CLEVELAND — Cleveland Safety Director Karrie Howard reported Officer Harvey Andrekovic was terminated and Patrol Officer Jason Rees issued an 8-day suspension for failing to file a police report and make an arrest in a 2020 crash incident.
Howard told News 5 the discipline was issued on Jan. 6 after officers Andrekovic and Rees failed to take a report and arrest Megan Turner, after she plowed her vehicle into two other cars on East 149 Street in retaliation for a domestic violence incident that happened earlier in the day.
Howard said Turner was allowed the leave the scene of the crash and then return six hours later with a group of men, who then were responsible for the shooting death of Joseph Owens who had nothing to do with the crash or the domestic arguments.
Howard pointed to police body camera video of the Aug. 22, 2020 crash scene that he said shows Andrekovic failing to pursue Turner and ask crucial questions Howard believes should have led to Turner's arrest. In the police body camera video Howard said Andrekovic could be heard saying "I’m not chasing her, I’m not chasing her, If she doesn’t want us, she doesn’t want us.”
“Should she have been arrested? I believe she should have been arrested. Would that have stopped the homicide? I don’t know," Howard said. "The officer should have done everything he could to engage her to ask her some questions to get some facts. Absolutely unacceptable for the officer to say I’m not going to chase her.”
Howard told News 5 Turner was later arrested and convicted of involuntary manslaughter and discharge of a firearm near a prohibited premisses in connection with the fatal shooting of Owens, and sentenced to 18 years in prison.
Both Andrekovic, 47, and Rees, 33, were charged with dereliction of duty, obstruction of official Business and a civil rights violation in connection with the incident, but the charges were later dismissed in Cleveland Municipal Court.

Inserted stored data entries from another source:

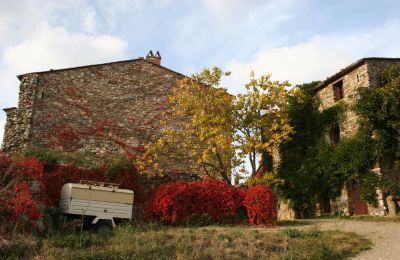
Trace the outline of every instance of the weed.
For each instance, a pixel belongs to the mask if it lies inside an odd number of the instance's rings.
[[[295,228],[286,228],[282,233],[290,238],[301,238],[304,235],[302,231]]]

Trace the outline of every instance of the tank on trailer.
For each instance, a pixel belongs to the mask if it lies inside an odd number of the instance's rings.
[[[92,216],[92,224],[105,220],[114,227],[114,219],[132,219],[133,201],[133,191],[117,184],[81,181],[64,184],[60,209],[65,215]]]

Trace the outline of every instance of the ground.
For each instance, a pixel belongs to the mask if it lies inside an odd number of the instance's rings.
[[[305,221],[307,222],[307,220]],[[355,259],[399,259],[400,258],[400,221],[366,221],[323,219],[308,220],[321,230],[340,230],[354,232],[373,243],[372,249],[364,251]]]
[[[125,225],[111,235],[52,233],[1,248],[5,259],[399,259],[400,219],[310,219],[275,227]],[[14,241],[13,241],[14,242]],[[0,243],[1,244],[1,243]],[[15,243],[14,243],[15,244]],[[6,251],[2,251],[5,249]],[[8,252],[7,252],[8,251]],[[29,254],[29,255],[26,255]],[[0,257],[1,258],[1,257]]]

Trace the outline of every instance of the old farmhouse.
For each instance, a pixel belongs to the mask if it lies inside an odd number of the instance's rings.
[[[343,70],[321,82],[316,91],[321,99],[320,109],[326,109],[343,100],[354,104],[359,99],[358,90],[376,85],[378,74],[389,67],[400,68],[399,58],[364,58],[347,66]],[[328,133],[331,143],[339,142],[341,138],[351,137],[357,132],[357,116],[349,110],[340,124]],[[381,162],[373,169],[378,174],[389,174],[393,169],[390,164]],[[322,213],[340,213],[345,215],[383,215],[384,198],[378,190],[378,207],[368,205],[360,199],[360,187],[343,187],[341,196],[335,201],[321,205]]]
[[[132,152],[159,134],[167,97],[183,77],[161,66],[152,51],[145,58],[19,75],[18,107],[4,109],[3,150],[80,152],[96,162]]]
[[[341,100],[357,102],[358,90],[373,86],[378,73],[393,65],[400,68],[400,59],[364,58],[328,77],[315,89],[320,109]],[[133,60],[19,75],[18,107],[4,109],[2,149],[7,153],[29,147],[77,151],[97,162],[124,154],[157,137],[160,113],[183,77],[161,66],[158,52]],[[348,111],[344,121],[331,129],[330,142],[350,137],[356,129],[356,115]],[[374,169],[378,174],[391,170],[383,164]],[[383,215],[383,196],[377,192],[379,205],[373,207],[360,199],[359,187],[343,187],[338,199],[321,205],[321,212]]]

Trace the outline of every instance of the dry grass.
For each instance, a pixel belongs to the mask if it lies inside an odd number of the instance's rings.
[[[343,259],[370,247],[354,233],[250,227],[121,226],[105,236],[53,234],[37,259]],[[24,257],[18,252],[11,259]],[[25,255],[26,256],[26,255]],[[7,258],[7,255],[5,255]]]
[[[340,220],[359,220],[359,221],[374,221],[374,222],[399,222],[400,215],[397,217],[381,217],[381,216],[323,216],[317,219],[340,219]]]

Cleveland Police Patrolman's Association President Jeff Follmer told News 5 he disagrees with the punishment that was handed out by the city and said the police union will fight to get the discipline issued to both officers overturned in arbitration.
"It’s a chaotic situation that these officers went to, it was during COVID, there was a lot going on, they did the best that they could," Follmer said. “It’s the wrong decision, we’re short officers, they could have retrained or do something with him, they didn’t have to terminate him. It’s wrong, we’re going to arbitrate it and we’re look for ward to arbitrating this.”
Follmer said arbitration for both officers is going to take three to six months to complete.
Meanwhile, Howard backed-up the cities disciplinary action against both officers.
“The citizens of Cleveland deserve a division of police that is going to do their jobs constitutionally, ethically and diligently," Howard said. "If you don’t do your job there should be consequences.”